OFFICIAL Ls. 243, 246, 263, 351, 915, 917, 1175. Cl.Pal. s.m. Lem. Officiaes (181, 187, 221, 872, 1255, 2102) Freq. 13 Etim. Do latim officialis. Militar de posto acima de aspirante ou guarda-marinha. Substantivação do adjetivo oficial. (CUN, p. 558) Df.Ms. Homens do exército que possuem posto de graduação diferente de soldado. Há oficiais inferiores (anspeçadas, cabos e sargentos) e superiores (Alferes, Ajudantes, Tenentes, Capitães, Majores, Tenente coronéis, Coronéis, Brigadeiros e Generais) [rec]. Ref.Lex. Na milícia há oficiais inferiores, que são anspeçadas, cabos e sargentos, e os Superiores, ou oficiais, que tem bastão e patente. (Tomo II, p. 360) Ex. “[...] Se a tropa está postada fora de hum destes pontos, e se quer traçar a linha sobre o ponto opposto, he preciso, que hum official, postando-se no primeiro ponto [...]” (ls. 241-243)

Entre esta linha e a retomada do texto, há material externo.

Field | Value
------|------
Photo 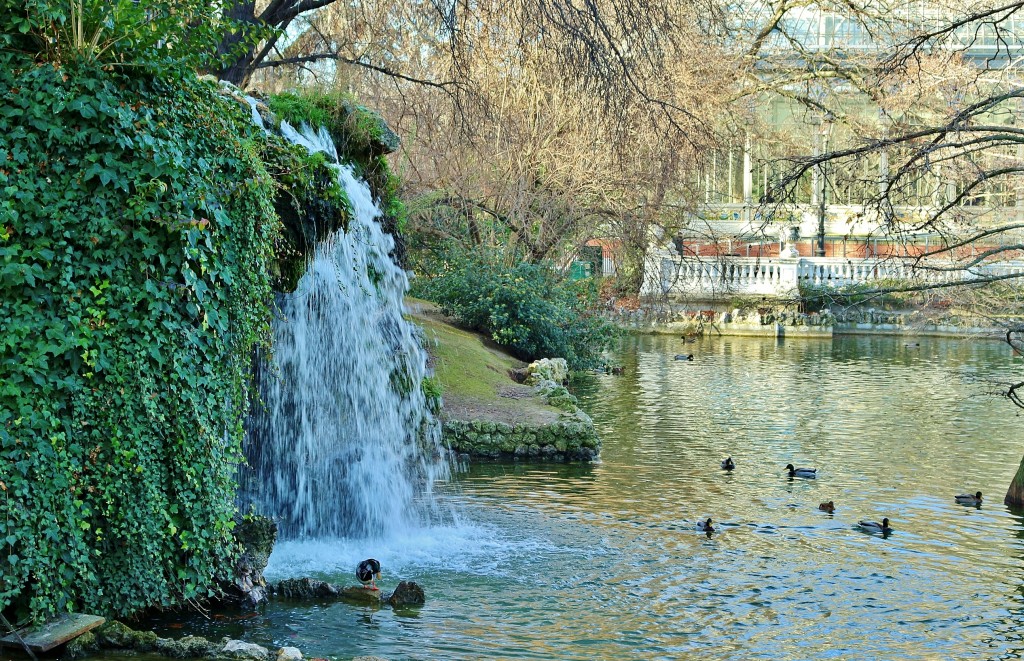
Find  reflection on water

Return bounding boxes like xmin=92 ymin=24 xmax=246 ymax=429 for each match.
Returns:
xmin=142 ymin=338 xmax=1024 ymax=659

OFFICIAL INFERIOR Ls. 244, 247 Cl.Pal. s.m. Lem. Officialinferior (1406-1407, 2057); officiaes inferiores (304-305, 323, 1284, 2102); Officiaesinferiores (314-315, 2013) Freq. 10 Df.Ms. Militares que não tem bastão e patente como anspeçadas, cabos e sargentos [rec]. Ref.Lex. Na milícia há oficiais inferiores, que são anspeçadas, cabos e sargentos, e os Superiores, ou oficiais, que tem bastão e patente. (Tomo II, p. 360) Ex. “[...] hum official inferior se coloque arbitrariamente entre estes dous pontos, parando na direcção, que lhe indicar o official, que do primeiro ponto olha para o segundo: então o official inferior fica imóvel [...]” (ls. 244-247)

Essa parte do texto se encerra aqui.